How Blockchain Nodes Secure a Decentralized Network
18 Sep 2022
18 Sep 2022
The breakthrough innovation of blockchain technology is its ability to function as a decentralized entity without any central authority. Instead, a decentralized network is secured by many distributed nodes. Here we’ll explore how nodes work to secure blockchain networks, various types of nodes that exist in the decentralized space, and blockchain mining. Although there have emerged many different types of consensus mechanisms – proof-of-stake, for example – we will limit ourselves to proof-of-work-secured blockchains for the sake of this article.
Nodes on a blockchain, simply put, are links in the chain of consensus. When a person or entity becomes a node, they download a full (or partial) record of the entire blockchain with all transactions on every block in history. Since a copy of the record is distributed around the world to various computers and devices, the possibility for a malicious individual to defraud the blockchain is nearly zero – they would need to track down and change every single copy of the record on every single node, a quite impossible feat which would take more resources then it’s worth. The distributed nodes also serve to protect the system against double-spending and fraud, since all of the transactions must add up on every node. In summary, nodes on a blockchain secure the network, without them, the blockchain ceases to exist as a secure and reputable record.
Not all nodes are created equal in a PoW network. This inequality comes from the fact that blockchains contain immense amounts of data that must be stored by the node’s computer/device, and not every entity that wishes to become a node has this kind of storage real estate. Light nodes download individual blocks one at a time. Pruned full nodes download the entire blockchain and then ‘prune’ away the blockchain’s history until the desired storage amount. Although these storage-friendly node types are important for democratizing access to blockchain mining and consensus, they cannot exist independently of archival full nodes which have downloaded a full copy of the blockchain in its entirety. Archival full nodes are indeed the network’s backbone, and absolutely essential for mining new blocks.
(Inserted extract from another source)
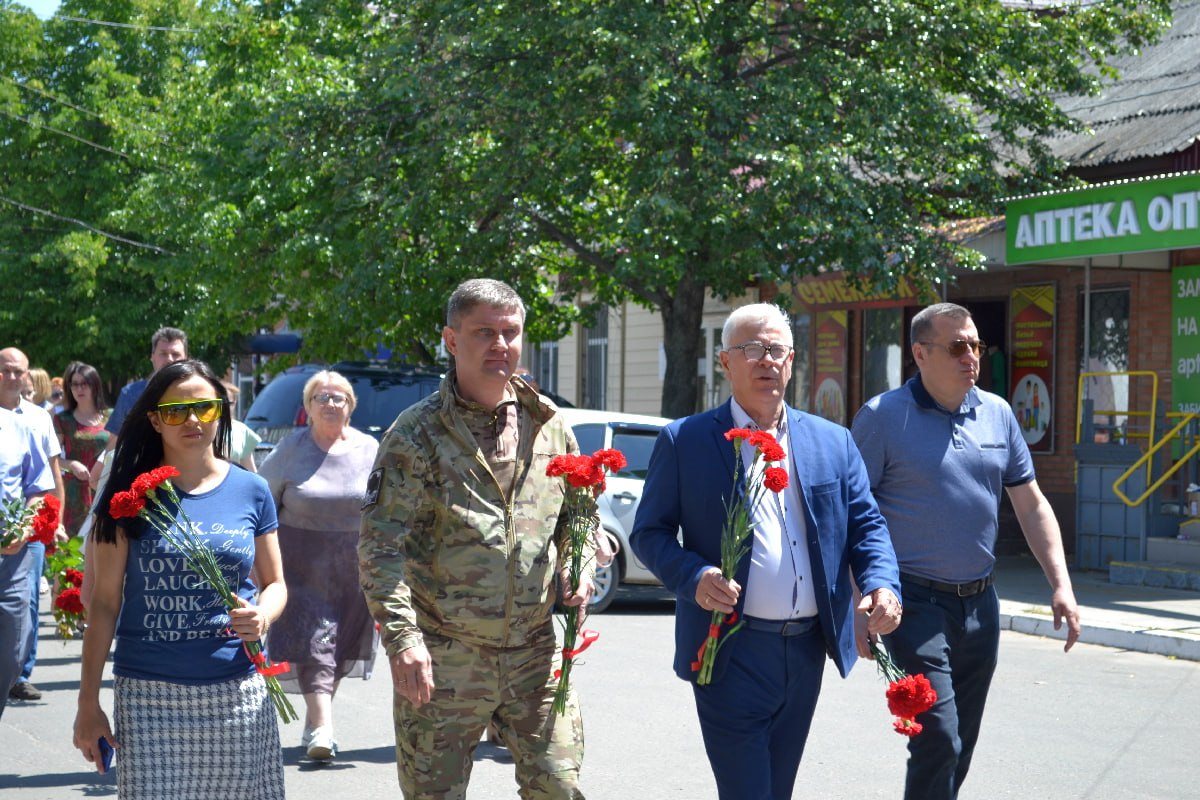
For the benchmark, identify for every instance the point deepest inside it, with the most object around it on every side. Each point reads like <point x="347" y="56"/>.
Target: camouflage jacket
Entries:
<point x="441" y="549"/>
Not only do blockchain nodes secure the network; they are also responsible for mining new blocks on the chain. Any node can mine blocks as long as they have the computation abilities to solve hash functions and verify the truth of the transactions on a new block.
Although proof-of-work is the most secure and most fully decentralized way to secure a blockchain network, the amount of energy consumed in the mining process amounts to the energy consumption of entire countries! To address this problem, other forms of blockchain consensus have emerged. Proof-of-stake, for example, relies on staking by validators. Proof-of-authority makes use of a limited number of authority nodes to validate blocks.